What Should Kids with Gastroenteritis Eat?

Just because kids with gastroenteritis can eat as they normally want to, does not mean all foods are created equal.  If your child is vomiting, trust me when I say you don’t want to feed them dairy!  If you have never had to smell milk vomit, just ask my mother and she will expound on how much you never, ever want to.

When I was a kid (and even today when I get sick as an adult), my mom invariably puts me on the BRAT diet (bananas, rice, applesauce, toast).  Basically, the BRAT diet consists of bland foods, like plain rice or plain pasta.  The idea behind the BRAT diet is that bland foods cannot irritate the digestive tract.  However, today the BRAT diet is no longer recommended because it lacks the nutritional value to help the gastrointestinal system recover.  Children who have gastroenteritis should be able to resume eating a healthy, balanced diet within 24 hours of coming down with gastro.

Nevertheless, there are still some foods to avoid.  You want to make sure your child is getting fresh fruits, vegetables, and whole grains packed with nutrients.

Here are some foods to avoid if your child has gastroenteritis:

  • High-salt canned or packaged soups (homemade low-sodium soups are fine)
  • Fried or otherwise high-fat foods (e.g., potato chips, french fries, pastries, etc.)
  • Ice cream, sherbet, popsicles, and jelly (Jello)
  • Dried, dehydrated, or freeze-dried fruits and vegetables (these require extra water to digest and are not ideal when you are trying to prevent dehydration)
  • Fruits canned in syrup (too high in sugar – but kids should not eat this anyway!)
  • Spicy foods (spicy food can irritate the gut)
  • High-sugar foods, such as sugary cereals, candy, and chocolate

Prevention is the Best!

The best strategy for dealing with gastroenteritis is simple avoidance of spreading it in the first place!  Keep your children home from day care or creche and do not bring them to play dates so they do not spread it to other children.  Everyone in the family should wash their hands regularly, especially after going to the toilet or before eating, including children.  Remember to wash your hands well after changing nappies/diapers and before feeding babies.

Conclusion

The conventional thinking we grew up with is done!   We now know that it is okay to let kids eat when they have gastroenteritis.  Not only can they eat, but they can even eat a normal, healthy, balanced diet.  Kids today do not need their food restricted, nor do they have to eat just a bland diet when they get sick.  I hope you will find this guide helpful the next time a child you know gets gastroenteritis!

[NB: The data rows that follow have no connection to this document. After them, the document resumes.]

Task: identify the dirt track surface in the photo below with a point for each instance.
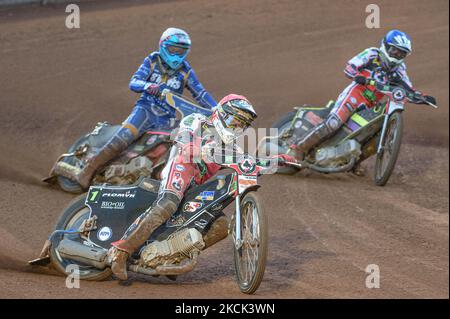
(57, 83)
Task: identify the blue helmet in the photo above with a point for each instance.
(395, 46)
(174, 46)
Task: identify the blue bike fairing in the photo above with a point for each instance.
(149, 117)
(150, 73)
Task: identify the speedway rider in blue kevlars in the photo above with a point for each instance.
(163, 69)
(385, 65)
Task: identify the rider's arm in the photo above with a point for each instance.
(139, 81)
(198, 91)
(358, 62)
(185, 138)
(401, 71)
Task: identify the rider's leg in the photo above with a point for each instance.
(138, 121)
(177, 177)
(349, 100)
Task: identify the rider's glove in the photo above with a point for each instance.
(430, 99)
(283, 158)
(207, 151)
(361, 79)
(152, 89)
(394, 77)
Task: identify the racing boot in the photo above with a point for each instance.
(217, 231)
(113, 148)
(140, 231)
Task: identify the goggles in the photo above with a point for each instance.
(176, 50)
(397, 53)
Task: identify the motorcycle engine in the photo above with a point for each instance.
(130, 172)
(173, 250)
(335, 156)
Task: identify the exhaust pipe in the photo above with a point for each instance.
(171, 270)
(66, 170)
(92, 256)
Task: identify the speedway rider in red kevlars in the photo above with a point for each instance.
(189, 164)
(385, 65)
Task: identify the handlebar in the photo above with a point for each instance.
(411, 95)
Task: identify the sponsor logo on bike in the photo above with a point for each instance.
(180, 168)
(113, 205)
(127, 194)
(191, 207)
(206, 195)
(104, 233)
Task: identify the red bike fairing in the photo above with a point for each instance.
(187, 167)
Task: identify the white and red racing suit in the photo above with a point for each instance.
(367, 64)
(186, 166)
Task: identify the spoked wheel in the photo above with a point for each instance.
(250, 257)
(72, 218)
(386, 159)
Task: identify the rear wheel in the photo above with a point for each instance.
(283, 125)
(387, 157)
(71, 218)
(250, 258)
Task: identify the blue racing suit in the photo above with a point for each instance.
(149, 112)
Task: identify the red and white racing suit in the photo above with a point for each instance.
(368, 64)
(186, 165)
(355, 96)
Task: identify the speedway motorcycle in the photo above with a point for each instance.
(145, 157)
(91, 222)
(376, 131)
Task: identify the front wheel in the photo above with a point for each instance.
(72, 218)
(250, 258)
(387, 157)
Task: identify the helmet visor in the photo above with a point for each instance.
(176, 50)
(232, 122)
(397, 53)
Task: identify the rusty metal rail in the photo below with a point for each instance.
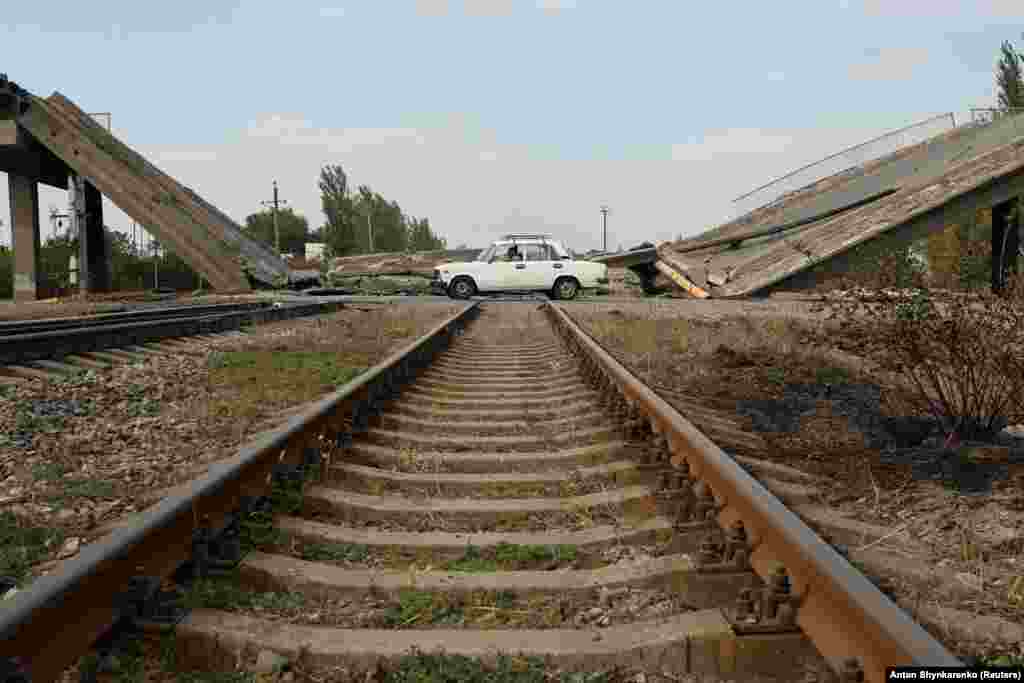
(843, 613)
(56, 340)
(47, 627)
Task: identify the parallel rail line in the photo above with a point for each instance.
(26, 343)
(810, 593)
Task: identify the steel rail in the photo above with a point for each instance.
(150, 312)
(47, 627)
(48, 345)
(843, 613)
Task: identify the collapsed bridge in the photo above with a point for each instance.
(52, 141)
(922, 193)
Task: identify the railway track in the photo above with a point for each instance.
(501, 485)
(55, 346)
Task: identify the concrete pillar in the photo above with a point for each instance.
(25, 236)
(1006, 242)
(93, 254)
(943, 257)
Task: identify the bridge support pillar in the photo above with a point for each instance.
(93, 248)
(24, 194)
(1006, 242)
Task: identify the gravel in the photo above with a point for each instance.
(901, 440)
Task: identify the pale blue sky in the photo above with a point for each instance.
(489, 116)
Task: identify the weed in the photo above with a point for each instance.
(472, 561)
(421, 606)
(22, 547)
(88, 487)
(334, 552)
(1000, 660)
(440, 668)
(961, 354)
(216, 677)
(143, 408)
(48, 471)
(324, 367)
(775, 376)
(224, 593)
(830, 375)
(31, 423)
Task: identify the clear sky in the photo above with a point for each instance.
(492, 116)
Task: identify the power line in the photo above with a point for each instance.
(274, 204)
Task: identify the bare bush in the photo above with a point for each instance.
(961, 354)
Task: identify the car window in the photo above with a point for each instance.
(537, 252)
(512, 253)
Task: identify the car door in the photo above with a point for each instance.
(504, 273)
(542, 267)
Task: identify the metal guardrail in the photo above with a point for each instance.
(48, 626)
(843, 613)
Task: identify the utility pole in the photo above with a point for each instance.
(274, 203)
(370, 227)
(604, 220)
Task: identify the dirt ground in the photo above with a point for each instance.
(799, 384)
(79, 454)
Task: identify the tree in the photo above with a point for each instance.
(1009, 79)
(421, 238)
(293, 228)
(339, 232)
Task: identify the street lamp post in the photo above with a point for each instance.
(604, 221)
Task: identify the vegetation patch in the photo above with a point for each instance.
(23, 546)
(225, 593)
(509, 557)
(334, 552)
(259, 378)
(439, 668)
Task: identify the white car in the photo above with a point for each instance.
(520, 263)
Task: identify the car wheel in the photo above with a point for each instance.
(462, 288)
(566, 289)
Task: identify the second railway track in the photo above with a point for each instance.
(502, 485)
(55, 346)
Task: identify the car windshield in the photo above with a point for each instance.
(485, 254)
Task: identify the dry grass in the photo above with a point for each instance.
(140, 429)
(94, 304)
(710, 356)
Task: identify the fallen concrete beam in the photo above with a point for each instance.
(680, 281)
(134, 190)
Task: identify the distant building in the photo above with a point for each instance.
(314, 251)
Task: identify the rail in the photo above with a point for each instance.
(52, 324)
(30, 346)
(843, 613)
(48, 626)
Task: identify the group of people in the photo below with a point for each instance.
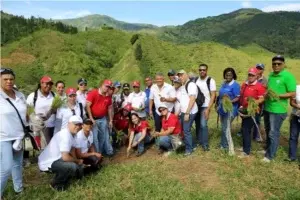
(96, 122)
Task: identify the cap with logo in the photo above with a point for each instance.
(46, 79)
(82, 81)
(253, 71)
(70, 91)
(75, 119)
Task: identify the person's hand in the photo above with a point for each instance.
(98, 155)
(186, 117)
(79, 161)
(206, 114)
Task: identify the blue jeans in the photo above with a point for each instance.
(101, 137)
(223, 119)
(11, 165)
(202, 128)
(164, 142)
(141, 145)
(188, 138)
(273, 122)
(294, 135)
(64, 171)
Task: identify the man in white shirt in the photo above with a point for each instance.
(188, 108)
(85, 148)
(59, 155)
(161, 92)
(208, 87)
(137, 100)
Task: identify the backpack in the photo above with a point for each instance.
(200, 97)
(35, 97)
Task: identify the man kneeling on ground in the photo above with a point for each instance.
(59, 156)
(169, 138)
(85, 148)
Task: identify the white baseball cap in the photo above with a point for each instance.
(75, 119)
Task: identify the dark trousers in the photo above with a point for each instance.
(64, 171)
(157, 122)
(294, 135)
(247, 125)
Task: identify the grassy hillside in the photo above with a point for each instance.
(97, 21)
(109, 53)
(277, 31)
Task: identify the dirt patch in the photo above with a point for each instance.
(18, 57)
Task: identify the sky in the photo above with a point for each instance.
(159, 13)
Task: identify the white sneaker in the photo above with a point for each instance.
(266, 160)
(243, 155)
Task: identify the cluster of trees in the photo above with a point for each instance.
(15, 27)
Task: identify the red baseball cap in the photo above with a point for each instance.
(71, 91)
(108, 82)
(253, 71)
(136, 84)
(127, 107)
(46, 79)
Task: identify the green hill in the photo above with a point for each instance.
(96, 55)
(276, 31)
(98, 21)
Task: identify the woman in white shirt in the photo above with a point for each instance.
(41, 100)
(82, 91)
(137, 100)
(71, 108)
(11, 131)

*Lozano, R (Dec 15, 2012). “Global and regional mortality from 235 causes of death for 20 age groups in 1990 and 2010: a systematic analysis for the Global Burden of Disease Study 2010.”. Lancet 380 (9859): 2095–128. doi:10.1016/S0140-6736(12)61728-0. PMID 23245604.

**Walker, CL; Rudan, I; Liu, L; Nair, H; Theodoratou, E; Bhutta, ZA; O’Brien, KL; Campbell, H; Black, RE (Apr 20, 2013). “Global burden of childhood pneumonia and diarrhoea.”. Lancet 381(9875): 1405–16. doi:10.1016/S0140-6736(13)60222-6.PMID 23582727.